Software Testing 3.0: Delivering on the Promise of Software Testing

This is an adaptation of a presentation entitled Software Testing 3.0 given by Hung Nguyen, LogiGear CEO, President, and Founder. The presentation was given as the keynote at the Spring 2007 STPCON conference in San Mateo, California.

Watch for an upcoming whitepaper based on this topic.

Introduction

This first article of this two article series (The Early Evolution of Software Testing), discussed the early phases of software testing (Software Testing 1.0 and 2.0). It highlighted how both of these phases have largely underperformed expectations and discussed the shortcomings of these early phases of software testing.

Software Testing is now on the threshold of the next major evolutionary development in software testing – Software Testing 3.0. Many organizations are starting to realize the strategic importance of Software Testing 3.0, and others are starting to adopt Software Testing 3.0 principals in their Software Testing programs that are now finally delivering better software faster and meeting management expectations.

This article discusses Software Testing 3.0 and how it delivers on the promise of software testing. It also discusses why senior management will find this evolutionary step strategically important.

Software Testing 3.0

The foundation for Software Testing 3.0 is a strategic end-to-end framework for change based upon a strategy to drive testing activities, tool selection, and people development. Fundamental to its success is the realization that testing is its own function, and an integral part of the development process. Testing must have its own budget to build the necessary infrastructure, as well as clear leadership and ownership. It must provide executive management with visibility into the status of the software under test so that executives can make intelligent and informed decisions about projects and have confidence that they are developing and delivering a quality product that will meet customer needs.

Moving from Software Testing 2.0 to Software Testing 3.0 requires a strategic commitment on the part of the organization, and elevation of software testing from a task or tactical effort to a “strategic effort”. An organization must form a team or task force to address the needs of people, practice, and process (SP3T). This task force will develop a team-based methodology to drive tool selection (tools that support the methodology) as well as people development (training in the methodology, tools, and software testing techniques that support the methodology), and determination of necessary metrics to provide management with visibility into the status and quality of the software under test.

This transformation of culture, methodology, beliefs, and techniques will yield a team-based software testing program that is test design focused with an emphasis on testing as a whole rather than in parts. It will address feature reliability; compatibility, usability; and interoperability; performance acceptability, availability, and scalability; security; as well as accessibility.

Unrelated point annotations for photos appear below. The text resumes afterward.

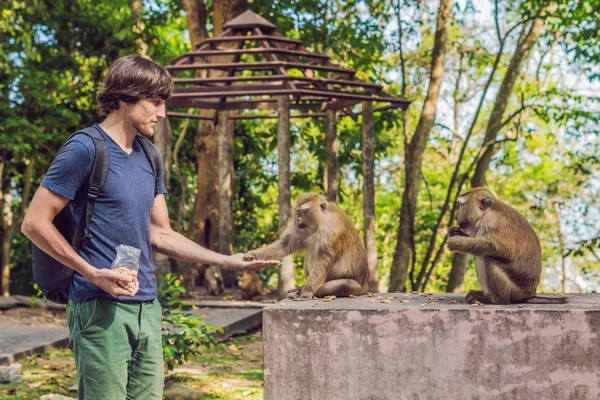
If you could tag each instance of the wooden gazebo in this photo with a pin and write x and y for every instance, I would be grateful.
(251, 71)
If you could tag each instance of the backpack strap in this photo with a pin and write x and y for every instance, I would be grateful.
(96, 180)
(153, 156)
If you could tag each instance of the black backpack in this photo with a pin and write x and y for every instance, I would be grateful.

More importantly, it will yield a software testing program that:

  • Improves quality by increasing testing coverage and effectiveness
  • Decreases testing time
  • Decreases costs
  • Provides the necessary information for informed decision making
  • Provides several assets, including:
    • Tested, high quality software
    • Reusable software tests that codify organization knowledge about the software under test and provide the basis for the testing of future generations of that software
  • Focuses on test design and agile test development practices, and
  • Extends test automation to multiple platforms including non-GUI platforms

What Software Testing 3.0 Means for Senior Management

Software Testing 3.0, treating software testing as a strategic effort, enables an organization to turn quality into a strategic advantage. To be convinced of the value of this proposition, it is important for senior management to understand the “whys” of Software Testing 3.0.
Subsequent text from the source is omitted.